RDC: Ituri lança apelo desesperado às autoridades
23 de julho de 2019É um alerta macabro, mas necessário, dirigido ao Governo. É desta forma que muitos congoleses descrevem os recentes protestos em Bunia, a capital da província de Ituri, no leste da República Democrática do Congo (RDC). Na semana passada, cinco corpos decapitados foram encontrados em Mwanga, perto da capital provincial. As vítimas pertenciam todas à mesma família. Exibindo a cabeça de uma das vítimas – segundo vídeos cuja autenticidade ainda não foi oficialmente verificada – jovens saíram à rua, pedindo medidas concretas ao Governo contra o derramamento de sangue.
Nos últimos meses, Ituri vive num constante estado de insegurança. Grupos de direitos humanos dizem que rebeldes controlam vastas áreas e instigam o medo entre a população. Os conflitos entre diferentes grupos rebeldes e forças de segurança do Estado têm sido frequentes nos últimos 20 anos.
De acordo com ativistas dos direitos humanos, mais de 60 mil pessoas, na maioria, civis, foram mortas nos confrontos, onde a ação dos grupos armados se junta às divisões étnicas entre os Hema e os Lendu. Em meados de junho, o aumento da violência levou milhares de pessoas a abandonar as suas casas e a encontrar refúgio em campos de deslocados internos e no vizinho Uganda.
Governo fala em exagero
A insegurança levou ao desespero dos habitantes que protestam nas ruas da província para pedir ao Governo central, em Kinshasa, capital do país, que tome medidas concretas.

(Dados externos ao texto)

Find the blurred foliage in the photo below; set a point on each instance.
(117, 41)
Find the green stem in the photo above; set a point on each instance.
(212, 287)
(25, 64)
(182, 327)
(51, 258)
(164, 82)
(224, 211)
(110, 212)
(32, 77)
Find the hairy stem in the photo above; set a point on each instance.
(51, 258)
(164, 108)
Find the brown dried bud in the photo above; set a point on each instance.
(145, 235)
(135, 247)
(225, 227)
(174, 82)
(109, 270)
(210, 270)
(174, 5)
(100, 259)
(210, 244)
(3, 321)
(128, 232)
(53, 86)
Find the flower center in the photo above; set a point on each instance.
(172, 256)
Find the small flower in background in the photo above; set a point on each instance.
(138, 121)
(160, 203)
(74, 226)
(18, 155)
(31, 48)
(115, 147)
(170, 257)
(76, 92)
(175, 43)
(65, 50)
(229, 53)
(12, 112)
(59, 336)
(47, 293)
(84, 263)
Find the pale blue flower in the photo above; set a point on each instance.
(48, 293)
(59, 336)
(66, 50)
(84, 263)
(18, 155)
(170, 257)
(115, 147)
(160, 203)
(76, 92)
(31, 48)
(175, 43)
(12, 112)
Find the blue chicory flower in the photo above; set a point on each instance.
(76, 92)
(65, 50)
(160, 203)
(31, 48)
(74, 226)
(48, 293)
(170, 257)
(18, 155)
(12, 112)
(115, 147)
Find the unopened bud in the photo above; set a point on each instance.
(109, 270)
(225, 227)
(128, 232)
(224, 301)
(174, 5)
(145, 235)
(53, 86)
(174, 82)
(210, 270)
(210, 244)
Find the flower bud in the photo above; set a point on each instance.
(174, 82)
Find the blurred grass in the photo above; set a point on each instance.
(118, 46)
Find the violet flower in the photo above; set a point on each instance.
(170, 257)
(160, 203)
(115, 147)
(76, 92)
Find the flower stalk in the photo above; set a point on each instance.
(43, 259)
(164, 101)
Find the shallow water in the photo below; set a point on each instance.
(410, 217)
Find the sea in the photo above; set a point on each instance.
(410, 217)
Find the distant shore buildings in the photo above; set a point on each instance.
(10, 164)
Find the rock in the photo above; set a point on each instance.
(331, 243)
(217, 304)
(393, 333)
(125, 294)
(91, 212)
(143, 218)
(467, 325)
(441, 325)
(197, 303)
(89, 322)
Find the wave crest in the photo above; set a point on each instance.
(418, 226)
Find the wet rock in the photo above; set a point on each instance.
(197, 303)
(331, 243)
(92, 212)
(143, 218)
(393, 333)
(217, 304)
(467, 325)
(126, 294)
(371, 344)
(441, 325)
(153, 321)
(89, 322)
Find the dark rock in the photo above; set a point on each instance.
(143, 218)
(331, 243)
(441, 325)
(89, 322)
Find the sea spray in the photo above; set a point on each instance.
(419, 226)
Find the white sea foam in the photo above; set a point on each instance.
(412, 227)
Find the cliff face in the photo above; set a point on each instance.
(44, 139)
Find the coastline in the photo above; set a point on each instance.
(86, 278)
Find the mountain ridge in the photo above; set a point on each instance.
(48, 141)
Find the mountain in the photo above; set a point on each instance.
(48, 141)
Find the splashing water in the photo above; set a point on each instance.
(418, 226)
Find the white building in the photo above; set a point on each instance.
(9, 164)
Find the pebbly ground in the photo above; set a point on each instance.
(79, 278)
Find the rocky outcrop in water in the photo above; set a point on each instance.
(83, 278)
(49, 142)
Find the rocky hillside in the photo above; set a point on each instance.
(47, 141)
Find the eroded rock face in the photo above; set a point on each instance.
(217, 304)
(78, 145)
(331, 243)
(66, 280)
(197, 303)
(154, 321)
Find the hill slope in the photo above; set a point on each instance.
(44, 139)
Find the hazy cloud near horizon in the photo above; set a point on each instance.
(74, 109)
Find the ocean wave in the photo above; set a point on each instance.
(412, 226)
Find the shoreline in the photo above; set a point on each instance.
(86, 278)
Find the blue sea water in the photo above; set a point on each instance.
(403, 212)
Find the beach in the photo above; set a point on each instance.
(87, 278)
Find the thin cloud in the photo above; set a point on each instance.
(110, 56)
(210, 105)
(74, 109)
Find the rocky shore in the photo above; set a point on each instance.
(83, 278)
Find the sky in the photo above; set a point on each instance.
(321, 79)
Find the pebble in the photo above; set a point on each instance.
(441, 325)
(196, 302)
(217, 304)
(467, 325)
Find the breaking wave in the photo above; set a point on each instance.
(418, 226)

"Eu entendo que há razão para o cansaço das pessoas, cansaço moral e psicológico face à violência contínua contra não-combatentes e contra civis", diz o diretor da Fundação dos Médicos Sem Fronteiras, Jean Hervé Bradol, que organizou em março um simpósio sobre a violência extrema na RDC, Ruanda e Síria. "Há resiliência, porque apesar do terror, as pessoas têm a vida quotidiana, há pragmatismo, mas também há pessoas que não saem de casa por causa da violência".
No entanto, apesar do grito de socorro da população, ao ponto de jovens exibirem uma cabeça decapitada durante um protesto, as autoridades de Kinshasa, a 3 mil quilómetros de Ituri, não parecem dispostas a agir. Há três semanas, numa visita à província, o Presidente Felix Tshisekedi declarou a situação de segurança sob controlo. O vice-primeiro-ministro Basile Olongo, responsável pela segurança interna, foi um dos políticos que acompanharam Tshisekedi nesta visita.

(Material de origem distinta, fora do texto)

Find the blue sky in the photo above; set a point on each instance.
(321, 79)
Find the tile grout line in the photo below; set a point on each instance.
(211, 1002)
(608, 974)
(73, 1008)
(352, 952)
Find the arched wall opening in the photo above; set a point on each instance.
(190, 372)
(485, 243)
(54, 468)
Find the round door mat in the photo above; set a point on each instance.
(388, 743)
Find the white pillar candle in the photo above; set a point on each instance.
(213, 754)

Em entrevista à DW, Olongo criticou as recentes notícias ligadas aos protestos: "Tem havido relatos exagerados dos acontecimentos em Ituri. Os vídeos que estão a ser partilhados nas redes sociais foram adulterados. Não me diga que há cabeças a andar pelas ruas”, afirmou. "Toda a gente está a falar de cabeças cortadas, mas ninguém fala dos deslocados internos que estão a voltar a casa". É um facto, disse o ministro à DW, que a situação está a melhorar.
Sociedade civil incrédula
A reação da sociedade civil às declarações dos dirigentes políticos não tardou a surgir, com críticas ao Governo pelo que ativistas e ONGs descrevem como desprezo pela população local. "A única coisa que temos estado a pedir, há anos, é que o Governo proteja os civis de Ituri, mas nada aconteceu", diz Dieudonne Lossadhekana, coordenador interino da sociedade civil de Ituri.

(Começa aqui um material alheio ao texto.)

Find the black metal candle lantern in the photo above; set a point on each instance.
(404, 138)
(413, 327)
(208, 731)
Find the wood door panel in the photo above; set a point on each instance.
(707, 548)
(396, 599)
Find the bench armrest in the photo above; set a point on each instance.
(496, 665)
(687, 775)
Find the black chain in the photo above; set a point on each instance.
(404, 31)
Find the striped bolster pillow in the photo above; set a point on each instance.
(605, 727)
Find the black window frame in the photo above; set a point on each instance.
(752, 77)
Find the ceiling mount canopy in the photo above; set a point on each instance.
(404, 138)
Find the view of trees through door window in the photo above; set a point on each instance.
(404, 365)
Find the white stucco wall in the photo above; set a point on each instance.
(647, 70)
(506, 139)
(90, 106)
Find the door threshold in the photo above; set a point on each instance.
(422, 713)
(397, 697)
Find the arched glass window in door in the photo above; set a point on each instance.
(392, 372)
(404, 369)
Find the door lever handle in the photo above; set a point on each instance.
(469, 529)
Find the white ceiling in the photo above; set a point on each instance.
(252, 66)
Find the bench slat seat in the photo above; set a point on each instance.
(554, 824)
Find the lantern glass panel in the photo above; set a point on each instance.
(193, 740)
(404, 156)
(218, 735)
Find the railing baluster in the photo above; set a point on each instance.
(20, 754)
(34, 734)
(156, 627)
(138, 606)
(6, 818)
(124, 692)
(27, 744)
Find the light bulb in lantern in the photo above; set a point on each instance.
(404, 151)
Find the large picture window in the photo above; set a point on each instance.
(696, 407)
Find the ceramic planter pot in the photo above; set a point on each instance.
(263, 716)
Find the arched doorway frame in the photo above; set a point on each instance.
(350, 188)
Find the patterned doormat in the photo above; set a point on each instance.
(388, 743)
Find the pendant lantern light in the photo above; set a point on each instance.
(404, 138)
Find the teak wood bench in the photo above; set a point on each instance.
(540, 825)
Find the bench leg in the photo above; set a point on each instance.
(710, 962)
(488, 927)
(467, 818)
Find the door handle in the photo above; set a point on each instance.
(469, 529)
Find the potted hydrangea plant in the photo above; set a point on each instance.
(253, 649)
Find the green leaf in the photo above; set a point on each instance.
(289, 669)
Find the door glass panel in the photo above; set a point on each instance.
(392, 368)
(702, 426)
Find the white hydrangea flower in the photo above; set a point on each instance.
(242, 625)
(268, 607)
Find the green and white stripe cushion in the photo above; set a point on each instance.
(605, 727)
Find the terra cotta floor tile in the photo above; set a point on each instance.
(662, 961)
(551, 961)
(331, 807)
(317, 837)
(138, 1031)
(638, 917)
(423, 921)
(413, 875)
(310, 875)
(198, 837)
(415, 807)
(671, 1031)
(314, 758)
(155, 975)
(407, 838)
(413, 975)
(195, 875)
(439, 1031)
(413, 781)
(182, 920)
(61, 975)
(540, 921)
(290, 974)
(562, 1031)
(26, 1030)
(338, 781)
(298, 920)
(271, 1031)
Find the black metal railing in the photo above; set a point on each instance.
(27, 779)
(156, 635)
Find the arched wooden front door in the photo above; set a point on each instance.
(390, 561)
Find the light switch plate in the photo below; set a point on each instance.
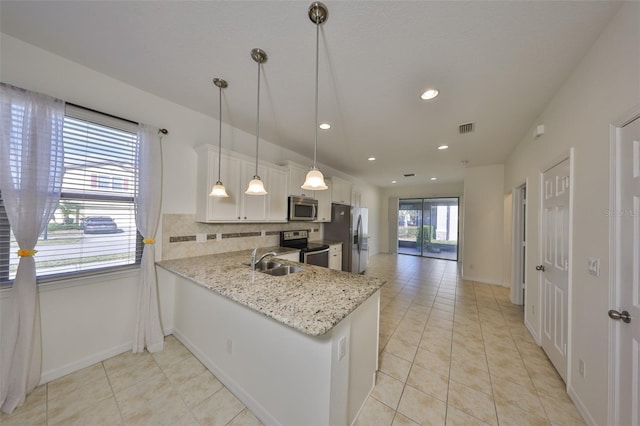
(593, 266)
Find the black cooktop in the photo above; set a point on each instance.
(300, 240)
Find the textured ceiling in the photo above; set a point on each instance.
(496, 64)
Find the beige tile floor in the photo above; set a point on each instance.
(451, 352)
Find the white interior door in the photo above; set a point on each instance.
(555, 264)
(627, 273)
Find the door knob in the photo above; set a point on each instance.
(624, 316)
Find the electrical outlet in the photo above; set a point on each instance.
(342, 347)
(593, 266)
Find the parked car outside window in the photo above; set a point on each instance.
(100, 225)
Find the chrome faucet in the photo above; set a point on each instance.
(255, 261)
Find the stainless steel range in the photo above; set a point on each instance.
(311, 253)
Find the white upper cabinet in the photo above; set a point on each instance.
(278, 194)
(341, 193)
(297, 176)
(324, 202)
(236, 172)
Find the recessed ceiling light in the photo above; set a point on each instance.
(429, 94)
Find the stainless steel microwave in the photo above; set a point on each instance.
(302, 208)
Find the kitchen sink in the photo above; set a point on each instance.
(282, 270)
(265, 266)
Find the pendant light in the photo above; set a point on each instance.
(218, 189)
(318, 14)
(256, 186)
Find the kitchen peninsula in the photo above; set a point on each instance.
(296, 349)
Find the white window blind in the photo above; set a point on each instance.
(93, 228)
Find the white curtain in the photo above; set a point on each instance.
(31, 172)
(148, 331)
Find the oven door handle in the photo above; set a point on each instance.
(312, 253)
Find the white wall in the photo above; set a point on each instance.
(106, 306)
(603, 87)
(483, 224)
(423, 191)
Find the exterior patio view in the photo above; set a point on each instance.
(428, 227)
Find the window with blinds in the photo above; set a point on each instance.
(93, 228)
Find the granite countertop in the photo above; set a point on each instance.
(312, 301)
(327, 242)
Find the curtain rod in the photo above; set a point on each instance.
(163, 131)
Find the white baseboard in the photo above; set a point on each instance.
(254, 406)
(72, 367)
(582, 409)
(482, 280)
(533, 333)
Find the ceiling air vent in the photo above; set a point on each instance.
(465, 128)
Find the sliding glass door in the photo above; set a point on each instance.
(428, 227)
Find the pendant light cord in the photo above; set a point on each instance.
(220, 136)
(258, 121)
(315, 145)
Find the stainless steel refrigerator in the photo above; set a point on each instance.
(350, 226)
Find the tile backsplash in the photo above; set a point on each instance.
(179, 233)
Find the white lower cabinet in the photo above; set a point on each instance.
(236, 171)
(335, 256)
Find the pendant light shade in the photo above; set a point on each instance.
(318, 13)
(218, 189)
(256, 186)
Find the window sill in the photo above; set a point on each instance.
(58, 283)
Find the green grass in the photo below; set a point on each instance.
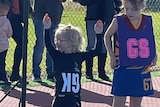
(75, 16)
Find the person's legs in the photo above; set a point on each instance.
(119, 101)
(135, 101)
(38, 49)
(101, 67)
(91, 37)
(2, 66)
(17, 36)
(49, 69)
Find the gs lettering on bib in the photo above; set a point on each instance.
(136, 47)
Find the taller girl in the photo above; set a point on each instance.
(134, 51)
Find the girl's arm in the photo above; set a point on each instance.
(112, 29)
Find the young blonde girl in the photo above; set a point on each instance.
(134, 50)
(68, 57)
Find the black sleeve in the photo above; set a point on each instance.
(118, 5)
(49, 46)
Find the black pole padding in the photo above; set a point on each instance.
(24, 52)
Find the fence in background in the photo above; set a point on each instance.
(74, 13)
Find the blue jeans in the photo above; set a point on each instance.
(38, 51)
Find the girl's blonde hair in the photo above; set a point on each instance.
(73, 35)
(136, 3)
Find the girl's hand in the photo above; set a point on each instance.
(46, 21)
(98, 27)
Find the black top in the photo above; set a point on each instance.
(68, 61)
(67, 66)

Quando o ministro fala de vídeos falsos, levanta-se a questão da sabotagem dos interesses e direitos do povo de Ituri, argumenta: "Um Estado que que fala de vídeos falsos quando as pessoas estão a morrer é algo chocante".
Para o analista político congolês Jean Claude Mputu, "o Congo tem na sua liderança homens e mulheres que não se importam com o que acontece com o seu povo, que estão no poder apenas para defender os seus interesses e que vivem longe do sofrimento e da miséria da população".
"É insuportável que se continue a massacrar as pessoas, que os jovens possam demonstrar a sua revolta com uma cabeça decapitada e que possa haver um silêncio culpado de mais altas autoridades, é simplesmente inimaginável", afirma.